UK: The Greater Manchester and Liverpool City Region mayors have moved away from directly blaming train operators for the ongoing disruption to services in the northwest of England, instead saying the Department for Transport’s tight control of finances is preventing deals between operators and their staff.
Mayors Andy Burnham and Steve Rotheram held a press conference on the steps outside Liverpool Lime Street station on October 22 — which was delayed owing to the cancellation of their train — during which they called on the government to increase funding for operators in order to bring an end to industrial relations problems and other disruption.
In the run-up to the event the mayors had been expected to reiterate calls for TransPennine Express and Avanti West Coast to have their contracts terminated and for the government’s Operator of Last Resort to take over.
However, they said that is clear that service reductions and last-minute cancellations would continue regardless of who is managing the businesses, in the absence of the ability to reach new agreements, particularly over rest day working.
Public misled
The mayors agreed that attempts by ministers to suggest the companies can resolve the disputes have misled the public, noting that the contracts imposed by DfT mean operators cannot put forward offers to staff without ministerial clearance. In the case of rest day working, several TOCs have confirmed that DfT has refused to endorse deals that would see this reinstated.
The mayors said their train to Liverpool would have run if rest day working had been in place at TransPennine Express.
Burnham insisted that they cannot and will not accept the current situation, saying ‘if the Conservative Party wants to prove it can still run this country it needs to fix this’.
He added that ‘these train companies could do much better than they’re doing, but they’ve been put in a financial straitjacket after the pandemic which has taken a lot of money out of the contracts so that they can’t pay for the rest day working that the railway relies upon.
‘There is a common thread here: that is the government’s responsibility to put the money in the contracts so that they can run the service and that’s what we’re calling on the Transport Secretary today to do, to make an immediate injection of funds into TransPennine Express, Northern as well as Avanti to allow rest day working so that we can have a service back.’
Rotheram said ‘passengers have had enough and if we put our mind to it we can come to an amicable agreement on this. Enough is enough.’
Addressing the continuing disruption at AWC, Rotheram commented that ‘it is really important for the economy of our region that we do have a quality inter-city train service, and at this moment it’s really poor. Staff have just been talking to us about diagrams and rostering, and how the company can effect change; they are not talking to the staff and that’s part of the problem.’

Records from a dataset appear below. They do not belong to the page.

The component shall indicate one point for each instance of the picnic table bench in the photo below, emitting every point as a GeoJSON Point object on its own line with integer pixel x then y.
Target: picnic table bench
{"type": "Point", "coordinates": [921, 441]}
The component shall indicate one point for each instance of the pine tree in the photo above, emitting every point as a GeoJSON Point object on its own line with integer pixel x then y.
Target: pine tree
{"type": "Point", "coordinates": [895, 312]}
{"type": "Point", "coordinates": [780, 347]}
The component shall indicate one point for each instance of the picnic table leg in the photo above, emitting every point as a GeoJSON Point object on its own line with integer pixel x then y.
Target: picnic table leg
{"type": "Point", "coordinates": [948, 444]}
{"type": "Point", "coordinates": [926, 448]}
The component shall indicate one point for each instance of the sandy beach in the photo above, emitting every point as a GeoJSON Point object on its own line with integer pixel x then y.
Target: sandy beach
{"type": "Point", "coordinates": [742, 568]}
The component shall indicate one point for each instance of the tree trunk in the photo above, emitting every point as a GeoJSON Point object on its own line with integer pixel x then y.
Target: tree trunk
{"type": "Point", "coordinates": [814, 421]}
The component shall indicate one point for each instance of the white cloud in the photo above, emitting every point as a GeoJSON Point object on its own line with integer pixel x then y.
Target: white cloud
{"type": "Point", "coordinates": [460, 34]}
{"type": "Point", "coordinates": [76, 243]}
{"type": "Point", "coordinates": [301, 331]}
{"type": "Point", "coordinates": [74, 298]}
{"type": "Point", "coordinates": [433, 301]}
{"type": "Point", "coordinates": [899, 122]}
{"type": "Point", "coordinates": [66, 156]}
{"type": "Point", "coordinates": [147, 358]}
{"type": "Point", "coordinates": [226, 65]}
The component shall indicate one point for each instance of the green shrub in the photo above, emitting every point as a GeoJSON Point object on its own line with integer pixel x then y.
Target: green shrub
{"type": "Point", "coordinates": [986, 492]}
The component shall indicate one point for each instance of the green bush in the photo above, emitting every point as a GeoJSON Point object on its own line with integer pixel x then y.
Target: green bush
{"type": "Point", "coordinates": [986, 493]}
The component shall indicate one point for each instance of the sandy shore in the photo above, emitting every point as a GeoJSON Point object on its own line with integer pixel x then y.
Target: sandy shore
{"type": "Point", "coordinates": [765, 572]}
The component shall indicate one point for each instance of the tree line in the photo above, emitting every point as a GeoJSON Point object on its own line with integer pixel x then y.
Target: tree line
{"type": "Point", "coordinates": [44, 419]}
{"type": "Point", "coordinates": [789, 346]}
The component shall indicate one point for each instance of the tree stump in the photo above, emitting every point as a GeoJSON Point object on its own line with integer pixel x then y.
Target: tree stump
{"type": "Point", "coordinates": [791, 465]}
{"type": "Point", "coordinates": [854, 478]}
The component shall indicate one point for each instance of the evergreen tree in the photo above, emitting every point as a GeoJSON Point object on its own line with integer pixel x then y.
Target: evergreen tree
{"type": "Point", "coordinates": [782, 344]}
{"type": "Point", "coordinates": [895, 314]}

Burnham added ‘the change between Virgin and Avanti was massive in the way that they are treating the staff. They are not running things properly, so it is their responsibility as well as the government.’

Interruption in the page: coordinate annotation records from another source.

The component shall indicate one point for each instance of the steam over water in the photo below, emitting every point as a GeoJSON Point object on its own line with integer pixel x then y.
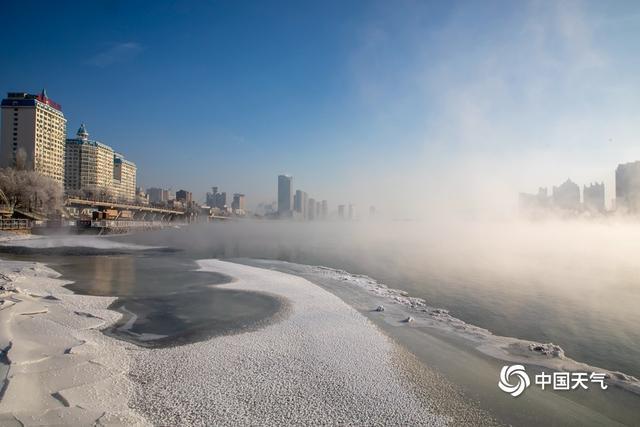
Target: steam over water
{"type": "Point", "coordinates": [576, 284]}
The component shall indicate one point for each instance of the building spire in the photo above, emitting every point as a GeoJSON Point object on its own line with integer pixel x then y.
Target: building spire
{"type": "Point", "coordinates": [82, 132]}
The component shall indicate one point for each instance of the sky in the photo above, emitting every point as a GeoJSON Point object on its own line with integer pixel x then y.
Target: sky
{"type": "Point", "coordinates": [407, 105]}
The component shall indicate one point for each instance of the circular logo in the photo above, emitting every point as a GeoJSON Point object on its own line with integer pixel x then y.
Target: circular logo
{"type": "Point", "coordinates": [520, 378]}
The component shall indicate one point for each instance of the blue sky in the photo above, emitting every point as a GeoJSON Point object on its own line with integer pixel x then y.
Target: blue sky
{"type": "Point", "coordinates": [370, 102]}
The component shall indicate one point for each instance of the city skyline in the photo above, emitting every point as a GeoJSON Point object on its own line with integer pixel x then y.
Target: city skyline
{"type": "Point", "coordinates": [393, 98]}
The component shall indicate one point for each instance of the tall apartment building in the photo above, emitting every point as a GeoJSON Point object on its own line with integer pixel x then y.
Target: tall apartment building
{"type": "Point", "coordinates": [157, 195]}
{"type": "Point", "coordinates": [284, 195]}
{"type": "Point", "coordinates": [311, 209]}
{"type": "Point", "coordinates": [566, 195]}
{"type": "Point", "coordinates": [628, 187]}
{"type": "Point", "coordinates": [88, 164]}
{"type": "Point", "coordinates": [124, 178]}
{"type": "Point", "coordinates": [300, 201]}
{"type": "Point", "coordinates": [34, 124]}
{"type": "Point", "coordinates": [238, 204]}
{"type": "Point", "coordinates": [216, 199]}
{"type": "Point", "coordinates": [593, 197]}
{"type": "Point", "coordinates": [184, 196]}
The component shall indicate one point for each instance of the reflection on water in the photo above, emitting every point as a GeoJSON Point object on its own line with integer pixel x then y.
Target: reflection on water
{"type": "Point", "coordinates": [163, 300]}
{"type": "Point", "coordinates": [576, 285]}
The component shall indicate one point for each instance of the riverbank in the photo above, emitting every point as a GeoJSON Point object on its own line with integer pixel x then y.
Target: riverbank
{"type": "Point", "coordinates": [472, 357]}
{"type": "Point", "coordinates": [321, 362]}
{"type": "Point", "coordinates": [62, 370]}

Funding and deadline preferred
Rotheram suggested that while transfer to an operator of last resort might be an option for AWC and TPE, both mayors agreed that operators needed to be given appropriate funding and a chance to prove they can run services before having their contracts terminated.
Burnham said that with Avanti and TransPennine Express both being operated by FirstGroup, ‘there is a common theme’, before agreeing that injecting more money into the contracts would deliver immediate improvements.
‘I want to be fair to Northern because I think they are better than they were now they are with the Operator of Last Resort, if they get a new arrangement around rest day working they can get better still’, Burnham added.
He went on to suggest that their desired option would be for government to put improved funding in place alongside a deadline for restoration of full services on TPE and a return to three trains an hour between Manchester and London from AWC by mid-December, with a move of the contracts to OLR if this was not achieved.
Both mayors also suggested that DfT should look again at passing control of rail services in the north of England to local bodies. Burnham said that in Manchester patronage on trams and buses is rising, while on trains ‘it is falling due to a lack of trust in the service’.
‘All of the flaws and the cracks’ exposed
Asked by Rail Business UK whether the public understand the control which DfT has on operators, specifically around pay and rest day working agreements, and whether ministers are misleading the public by suggesting that the companies are responsible, Burnham said ‘that is why we’ve made a change today. The companies do bear a considerable degree of responsibility for the chaos so I’m not letting them off the hook, but there is this question of the financial straitjacket in which they were placed following the pandemic.
‘I’ve been told that that has removed a lot of the money that used to be used to smooth things over, to pay for rest day working. The removal of that money has exposed all of the flaws and the cracks in the railways of the north of England. Absolutely the government is in the frame here and their stock response of pointing at the unions, saying it’s their fault, is also misleading the public and that’s why we’re calling it out.’
Both mayors praised the accessibility of newly appointed Secretary of State for Transport, Anne-Marie Trevelyan, ‘a northern MP who has been listening’, but Burnham added that ‘we do now need to see action from her’.
Rotheram said the constant ‘moving of the chairs at government’ has meant that DfT is ‘departmentally dysfunctional’, which means that pushing things at government level is impossible ‘because it’s clogged’.
‘I feel desperately sorry for the train operating companies who don’t know who they’re going to be speaking to one month after another’, he concluded.